Quantization

Quantization is a technique where we trade off the precision of the Large Language Model (LLM) weights precision to achieve a smaller model, by default each model weight has a precision of 32 floating points which is equivalent to a single byte and a 7B parameter model would take around 7 Billion x 4Byte = 28GB RAM, which is too much for a model that small size. In this case to reduce the size we can trade off with the precision values such as 16 and reduce the model weight by almost half or even greater!!.

On Ollama there are models tagged with K-Quants, this this type of quantization, the the numbers that are closes are clubbed together and reduce the overall model weight by having weights of similar values closer together, there are three types of K-Quants

K_S - less amount of data is retained
K_M - moderate amount of data is retained
K_L - A large amount of data is retained

Because of this, the overall time for model startup and the the TPS Tokens Per Second will increase

Ollama also supports Context Quantization, by enabling OLLAMA_FLASH_ATTENTION=true and set the OLLAMA_KV_CACHE=F16

Post-Training Quantization (PTQ): this refers to techniques that quantize an LLM after it has already been trained. PTQ is easier to implement than QAT, as it requires less training data and is faster.

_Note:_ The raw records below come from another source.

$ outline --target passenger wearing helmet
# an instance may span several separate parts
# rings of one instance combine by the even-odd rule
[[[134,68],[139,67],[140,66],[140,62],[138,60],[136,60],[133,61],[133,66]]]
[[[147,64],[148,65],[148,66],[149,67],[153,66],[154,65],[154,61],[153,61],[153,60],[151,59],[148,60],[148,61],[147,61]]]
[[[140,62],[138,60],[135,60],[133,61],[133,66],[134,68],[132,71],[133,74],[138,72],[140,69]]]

However, it can also result in reduced model accuracy from lost precision in the value of the weights.
Quantization-Aware Training (QAT): this refers to methods of fine-tuning on data with quantization in mind. In contrast to PTQ techniques, QAT integrates the weight conversion process, i.e., calibration, range estimation, clipping, rounding, etc., during the training stage. This often results in superior model performance, but is more computationally demanding.